基于语义结构不变性的机器翻译系统变形测试

近年来，深度神经网络被应用于机器翻译系统，产生了所谓的神经机器翻译（NMT）模型，可以显著提高翻译质量。然而，由于深度神经网络的脆弱性，机器翻译系统可能会返回错误的译文，从而导致误解，甚至造成严重的损失。为了检测翻译错误，人们提出了各种各样的测试技术。变形测试作为一种常用的技术，主要依赖于译文的文本或句法结构，而忽略了句子的意义（即语义信息）。与文本信息和句法信息相比，在词汇丰富、语序灵活的语言中，句子的语义信息更为稳定。基于这一观察结果，我们提出了基于语义结构不变性的机器翻译系统变形测试（SSIMT）。关键的观点是上下文相似的句子通常应该具有相似语义结构的翻译。在微软必应翻译和谷歌翻译这两个广泛使用的机器翻译系统上，用从知名新闻网站抓取的600个种子句子，涵盖6个不同的语料库主题，对SSIMT进行了实验评估。实验结果表明，在两种翻译系统中，SSIMT都能以较高的准确率（超过70%）发现数千个错误译文。SSIMT报告的翻译错误涵盖了各种常见的错误类型。
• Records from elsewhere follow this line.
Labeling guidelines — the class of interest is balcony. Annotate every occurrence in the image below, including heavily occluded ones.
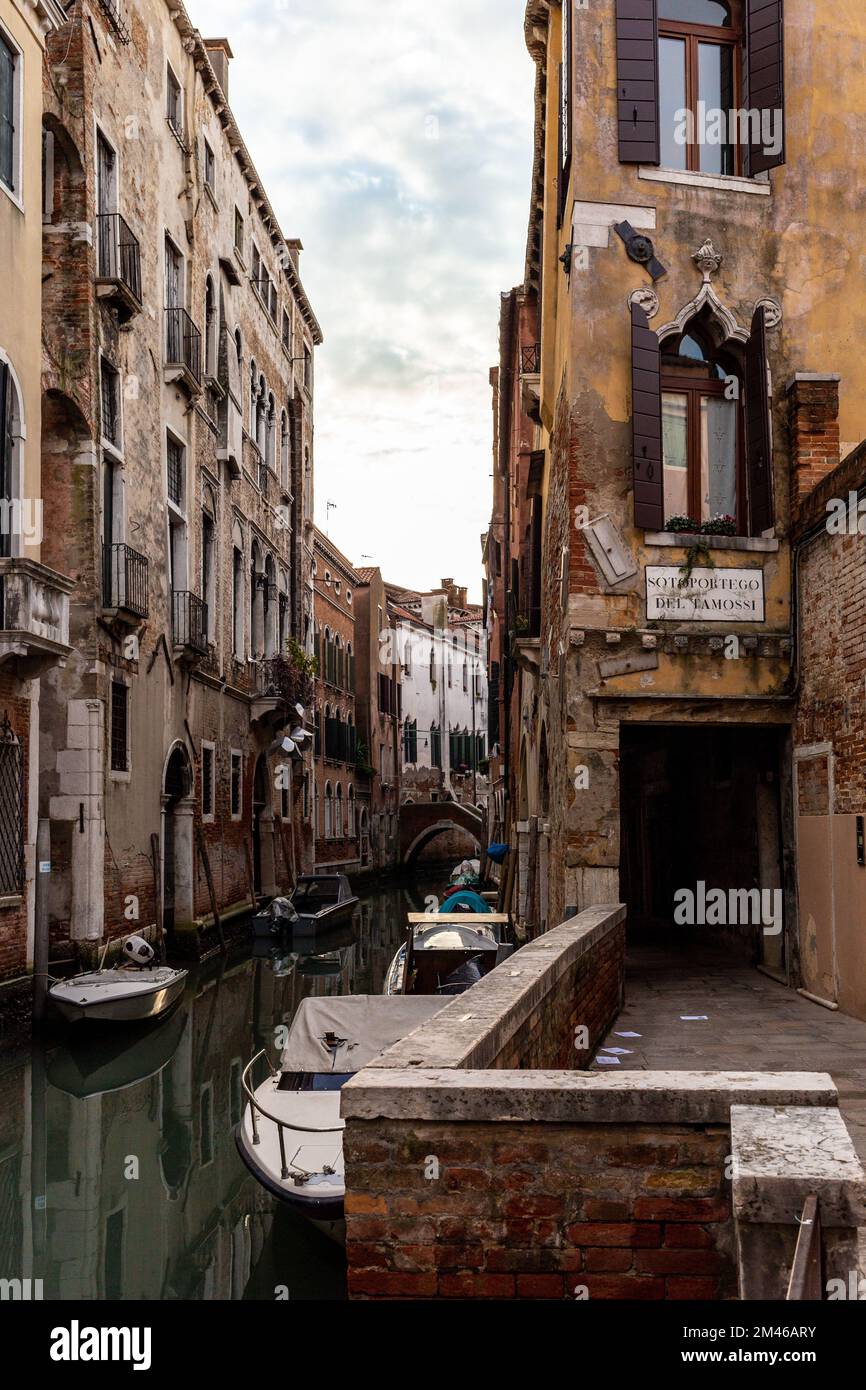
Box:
[103,545,149,627]
[165,309,202,396]
[171,589,209,656]
[96,213,142,322]
[0,557,75,680]
[520,343,541,424]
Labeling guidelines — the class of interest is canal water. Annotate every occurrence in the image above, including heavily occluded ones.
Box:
[0,878,442,1301]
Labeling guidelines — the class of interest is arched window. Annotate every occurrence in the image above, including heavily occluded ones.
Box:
[256,377,268,459]
[263,555,278,656]
[264,392,277,471]
[279,410,289,492]
[202,488,217,642]
[204,275,217,377]
[659,0,742,174]
[662,322,745,534]
[0,356,26,556]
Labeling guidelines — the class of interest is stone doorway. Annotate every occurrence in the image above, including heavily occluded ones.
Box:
[620,724,790,979]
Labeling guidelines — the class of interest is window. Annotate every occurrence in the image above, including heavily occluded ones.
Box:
[203,140,217,193]
[165,68,183,145]
[229,749,243,820]
[111,681,129,773]
[232,545,243,662]
[202,744,214,820]
[0,33,21,193]
[165,435,183,507]
[662,328,742,534]
[99,357,121,449]
[659,0,741,174]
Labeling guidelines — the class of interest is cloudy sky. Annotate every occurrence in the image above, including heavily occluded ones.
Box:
[194,0,534,598]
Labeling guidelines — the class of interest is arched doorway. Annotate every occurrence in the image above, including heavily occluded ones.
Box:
[163,744,193,931]
[253,753,268,892]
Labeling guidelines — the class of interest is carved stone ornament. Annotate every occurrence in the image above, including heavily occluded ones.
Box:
[692,236,724,285]
[628,286,659,318]
[755,299,781,328]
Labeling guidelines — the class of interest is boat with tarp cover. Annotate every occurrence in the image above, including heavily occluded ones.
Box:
[235,994,448,1241]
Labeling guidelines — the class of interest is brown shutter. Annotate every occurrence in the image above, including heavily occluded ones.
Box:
[745,306,773,535]
[744,0,785,175]
[616,0,659,164]
[631,304,664,531]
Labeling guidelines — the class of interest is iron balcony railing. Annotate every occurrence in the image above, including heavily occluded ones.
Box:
[96,213,142,304]
[165,309,202,382]
[171,589,207,656]
[103,545,149,617]
[520,343,541,377]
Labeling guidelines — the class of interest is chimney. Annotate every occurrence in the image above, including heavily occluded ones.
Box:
[788,371,841,512]
[202,39,235,101]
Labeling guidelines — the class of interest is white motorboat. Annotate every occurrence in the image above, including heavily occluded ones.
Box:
[235,994,446,1241]
[49,937,189,1023]
[384,912,513,995]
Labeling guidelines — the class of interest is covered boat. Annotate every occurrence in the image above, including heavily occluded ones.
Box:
[49,937,189,1023]
[385,909,513,995]
[253,873,359,937]
[235,994,446,1240]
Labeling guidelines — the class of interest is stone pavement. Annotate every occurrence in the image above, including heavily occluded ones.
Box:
[592,945,866,1166]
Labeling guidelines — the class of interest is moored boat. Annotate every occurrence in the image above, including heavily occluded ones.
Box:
[49,937,189,1023]
[384,908,513,995]
[253,873,359,937]
[235,994,445,1241]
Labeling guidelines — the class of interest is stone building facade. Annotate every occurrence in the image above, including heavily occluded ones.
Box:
[495,0,866,992]
[40,0,321,954]
[353,567,402,872]
[0,0,72,981]
[313,530,361,873]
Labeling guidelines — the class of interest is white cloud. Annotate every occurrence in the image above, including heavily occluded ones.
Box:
[189,0,534,595]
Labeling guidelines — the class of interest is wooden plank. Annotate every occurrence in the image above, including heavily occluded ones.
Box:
[406,912,510,927]
[196,826,227,955]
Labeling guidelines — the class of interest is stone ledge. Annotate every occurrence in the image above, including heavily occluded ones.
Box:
[731,1105,866,1227]
[341,1067,838,1123]
[359,904,626,1074]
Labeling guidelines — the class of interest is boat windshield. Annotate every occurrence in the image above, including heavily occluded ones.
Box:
[300,1072,352,1091]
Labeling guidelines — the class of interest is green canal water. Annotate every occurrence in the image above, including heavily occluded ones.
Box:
[0,880,442,1301]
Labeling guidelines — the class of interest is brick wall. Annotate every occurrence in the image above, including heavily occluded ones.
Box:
[342,1061,837,1301]
[345,1122,735,1300]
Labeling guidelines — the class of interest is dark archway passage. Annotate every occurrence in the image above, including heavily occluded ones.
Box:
[620,724,784,969]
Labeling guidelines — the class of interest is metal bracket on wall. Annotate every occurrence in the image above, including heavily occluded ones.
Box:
[613,222,667,279]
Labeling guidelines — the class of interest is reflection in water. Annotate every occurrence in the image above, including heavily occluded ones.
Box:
[0,883,436,1301]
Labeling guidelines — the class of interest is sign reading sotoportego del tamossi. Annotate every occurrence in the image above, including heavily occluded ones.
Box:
[646,564,765,623]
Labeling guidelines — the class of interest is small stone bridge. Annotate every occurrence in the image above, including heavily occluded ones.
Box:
[400,801,484,865]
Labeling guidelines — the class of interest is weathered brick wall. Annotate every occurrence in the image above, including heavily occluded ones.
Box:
[345,1120,737,1300]
[0,673,31,980]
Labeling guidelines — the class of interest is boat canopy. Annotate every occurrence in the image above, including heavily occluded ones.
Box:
[281,994,448,1073]
[439,888,493,913]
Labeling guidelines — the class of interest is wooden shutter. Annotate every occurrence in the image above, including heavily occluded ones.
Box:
[744,0,785,175]
[745,306,773,535]
[616,0,659,164]
[631,304,664,531]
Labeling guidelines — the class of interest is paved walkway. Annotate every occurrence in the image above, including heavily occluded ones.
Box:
[594,947,866,1163]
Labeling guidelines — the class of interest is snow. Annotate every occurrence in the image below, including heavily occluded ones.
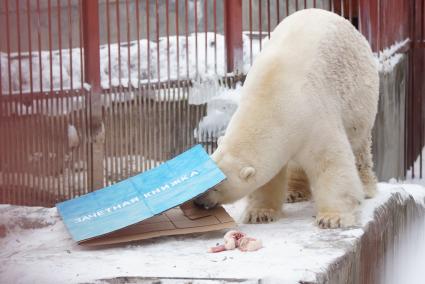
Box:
[0,32,265,95]
[375,39,409,73]
[0,183,425,283]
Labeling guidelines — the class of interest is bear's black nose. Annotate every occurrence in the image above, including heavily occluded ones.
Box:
[194,193,217,210]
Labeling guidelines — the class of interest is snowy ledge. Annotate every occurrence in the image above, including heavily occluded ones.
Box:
[0,184,425,283]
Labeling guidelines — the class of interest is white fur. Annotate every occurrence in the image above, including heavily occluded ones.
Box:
[197,9,379,228]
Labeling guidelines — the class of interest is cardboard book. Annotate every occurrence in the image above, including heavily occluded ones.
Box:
[56,145,236,245]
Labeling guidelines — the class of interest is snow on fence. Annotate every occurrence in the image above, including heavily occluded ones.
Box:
[0,0,425,205]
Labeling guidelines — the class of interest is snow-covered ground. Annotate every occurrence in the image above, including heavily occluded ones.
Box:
[0,184,425,283]
[0,32,265,95]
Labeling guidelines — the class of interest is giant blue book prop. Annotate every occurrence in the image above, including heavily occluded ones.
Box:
[56,145,234,243]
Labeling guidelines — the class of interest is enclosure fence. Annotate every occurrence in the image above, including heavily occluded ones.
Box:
[0,0,425,206]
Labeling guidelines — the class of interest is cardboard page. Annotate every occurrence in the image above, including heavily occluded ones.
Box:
[56,145,235,245]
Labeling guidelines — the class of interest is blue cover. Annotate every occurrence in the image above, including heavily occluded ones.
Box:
[56,145,226,242]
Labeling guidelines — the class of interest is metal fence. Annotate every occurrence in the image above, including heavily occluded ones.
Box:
[0,0,425,206]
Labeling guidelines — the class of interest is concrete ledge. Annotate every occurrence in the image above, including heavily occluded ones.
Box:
[0,184,425,284]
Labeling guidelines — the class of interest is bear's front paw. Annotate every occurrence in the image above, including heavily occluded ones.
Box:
[316,213,356,229]
[286,190,310,203]
[243,208,281,224]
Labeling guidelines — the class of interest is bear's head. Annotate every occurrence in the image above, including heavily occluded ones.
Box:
[195,139,258,209]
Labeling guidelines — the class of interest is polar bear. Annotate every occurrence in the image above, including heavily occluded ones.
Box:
[195,9,379,228]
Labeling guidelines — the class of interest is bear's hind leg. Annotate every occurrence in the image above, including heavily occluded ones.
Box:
[243,166,287,223]
[354,136,377,198]
[286,163,311,203]
[302,134,364,228]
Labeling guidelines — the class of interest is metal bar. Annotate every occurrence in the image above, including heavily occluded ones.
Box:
[125,0,132,87]
[26,0,34,95]
[146,0,151,84]
[154,0,162,162]
[136,0,142,84]
[267,0,271,38]
[135,0,143,172]
[184,0,189,79]
[115,0,122,86]
[204,0,208,73]
[224,0,243,72]
[56,0,63,90]
[194,0,199,78]
[5,0,12,95]
[14,1,27,203]
[213,0,217,75]
[249,0,253,65]
[176,0,180,77]
[37,0,43,92]
[276,0,280,25]
[83,1,104,190]
[258,0,263,50]
[78,0,86,89]
[286,0,289,17]
[107,0,112,88]
[165,0,171,81]
[68,0,74,91]
[47,0,53,92]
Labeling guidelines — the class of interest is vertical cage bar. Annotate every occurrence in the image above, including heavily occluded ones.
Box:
[37,0,43,93]
[14,1,24,204]
[224,0,243,72]
[258,0,263,50]
[115,0,122,87]
[248,0,253,65]
[286,0,289,17]
[154,0,162,163]
[267,0,271,38]
[67,0,74,91]
[83,1,104,190]
[106,0,112,87]
[78,0,85,89]
[213,0,218,75]
[184,0,189,79]
[194,0,199,78]
[276,0,280,25]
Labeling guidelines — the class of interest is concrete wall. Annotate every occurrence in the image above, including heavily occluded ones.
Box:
[373,55,408,181]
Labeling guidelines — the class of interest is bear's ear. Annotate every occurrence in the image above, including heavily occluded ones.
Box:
[239,167,255,180]
[217,136,224,146]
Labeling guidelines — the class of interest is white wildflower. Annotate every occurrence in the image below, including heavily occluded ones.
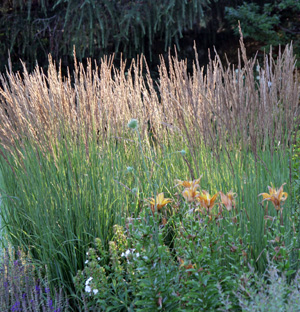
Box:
[85,277,93,285]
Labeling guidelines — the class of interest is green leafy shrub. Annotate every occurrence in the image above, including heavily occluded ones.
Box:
[225,0,300,58]
[221,262,300,312]
[75,182,298,311]
[0,0,209,70]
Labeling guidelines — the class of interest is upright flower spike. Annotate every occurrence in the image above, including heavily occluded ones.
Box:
[258,183,288,211]
[197,190,219,211]
[174,175,202,188]
[219,191,236,211]
[149,193,172,213]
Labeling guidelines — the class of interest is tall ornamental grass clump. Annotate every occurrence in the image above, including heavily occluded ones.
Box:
[0,36,300,300]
本文章由计算机程序翻译，如有差异，请以英文原文为准。

求助全文

约1分钟内获得全文求助全文

来源期刊

IEEE Transactions on Reliability 工程技术-工程：电子与电气

CiteScore

12.20

自引率

8.50%

发文量

153

审稿时长

7.5 months

期刊介绍： IEEE Transactions on Reliability is a refereed journal for the reliability and allied disciplines including, but not limited to, maintainability, physics of failure, life testing, prognostics, design and manufacture for reliability, reliability for systems of systems, network availability, mission success, warranty, safety, and various measures of effectiveness. Topics eligible for publication range from hardware to software, from materials to systems, from consumer and industrial devices to manufacturing plants, from individual items to networks, from techniques for making things better to ways of predicting and measuring behavior in the field. As an engineering subject that supports new and existing technologies, we constantly expand into new areas of the assurance sciences.